Chiedeva l'annullamento della sentenza.
Alla pubblica udienza fissata per la discussione il PG chiedeva l'annullamento con rinvio della sentenza impugnata limitatamente all'aggravante del numero dei presenti; il difensore di parte civile chiedeva dichiararsi l'inammissibilità del ricorso. Nessuno compariva per il ricorrente.
Diritto
CONSIDERATO IN DIRITTO
Il ricorso, trasmesso alla cancelleria di questa Corte (cui perveniva il 20/10/11) a mezzo di raccomandata A/R, è inammissibile, perchè proposto personalmente dall'imputato in assenza di qualsivoglia autenticazione della sua firma (nell'atto è specificato il difensore presso il quale l'imputato è domiciliato, ma è più volte sottolineata la provenienza del ricorso dall'imputato medesimo, il quale "personalmente" premette quanto avvenuto nel processo, "personalmente" dichiara di proporre impugnazione ed infine sottoscrive).
L'art. 583 c.p.p. (v. da ultimo Cass., 2, ord. n. 32668 del 20/9/06, rv, 235072) prevede al comma 1 la facoltà di presentare impugnazione con atto da trasmettersi a mezzo di raccomandata alla cancelleria e al comma 3 che, in tal caso, la sottoscrizione deve essere autenticata dal difensore. Il successivo art. 591 c.p.p. dispone che l'inosservanza dell'art. 583 c.p.p. determina l'inammissibilità dell'impugnazione medesima.

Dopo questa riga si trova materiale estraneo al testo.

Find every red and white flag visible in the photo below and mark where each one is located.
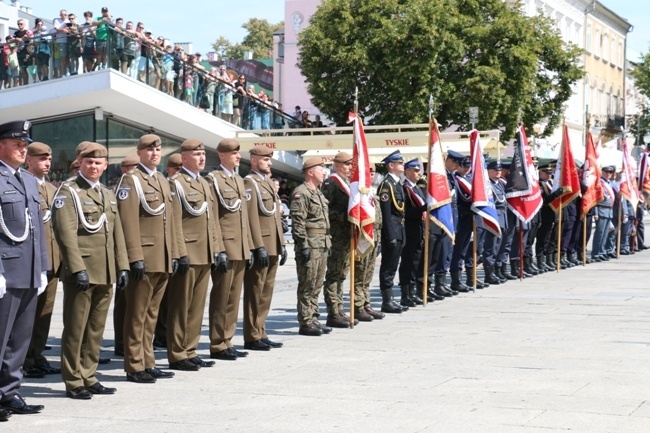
[580,132,603,217]
[549,125,580,212]
[348,112,375,256]
[620,140,640,210]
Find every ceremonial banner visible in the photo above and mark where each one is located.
[619,140,640,210]
[506,126,543,223]
[348,113,375,256]
[427,120,455,243]
[549,124,580,212]
[580,132,603,217]
[469,129,501,236]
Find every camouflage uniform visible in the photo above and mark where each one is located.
[354,196,381,308]
[322,178,352,314]
[291,183,331,325]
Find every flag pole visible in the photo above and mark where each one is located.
[422,95,434,307]
[350,87,361,329]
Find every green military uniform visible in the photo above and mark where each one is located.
[322,175,352,316]
[117,154,179,373]
[291,183,332,325]
[53,175,129,391]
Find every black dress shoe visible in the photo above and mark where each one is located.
[0,395,44,415]
[190,356,214,367]
[23,367,45,379]
[210,349,237,361]
[144,367,174,379]
[244,340,271,351]
[0,408,11,421]
[86,382,117,394]
[65,386,93,400]
[169,359,201,371]
[126,371,157,383]
[228,347,248,358]
[261,337,284,349]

Ai sensi dell'art. 613 c.p.p. l'autenticazione deve, peraltro, essere eseguita da difensore iscritto nell'albo speciale della Corte di cassazione.
Nei caso di specie, come si è avuto modo di notare, la sottoscrizione del C. è priva di qualunque autenticazione.
L'inammissibilità del ricorso preclude l'esame dei motivi.
Alla declaratoria di inammissibilità del ricorso segue la condanna del ricorrente al pagamento della spese del processo e al versamento di una adeguata somma alla Cassa delle ammende, nonchè alla rifusione delle spese sostenute nel grado dalla parte civile.
PQM
P.Q.M.
dichiara inammissibile il ricorso e condanna il ricorrente al pagamento delle spese processuali e della somma di Euro 1.000 alla Cassa delle ammende, nonchè alla rifusione delle spese sostenute nel grado dalla parte civile, liquidate in Euro 2.500, oltre accessori di legge.
Così deciso in Roma, il 28 settembre 2012.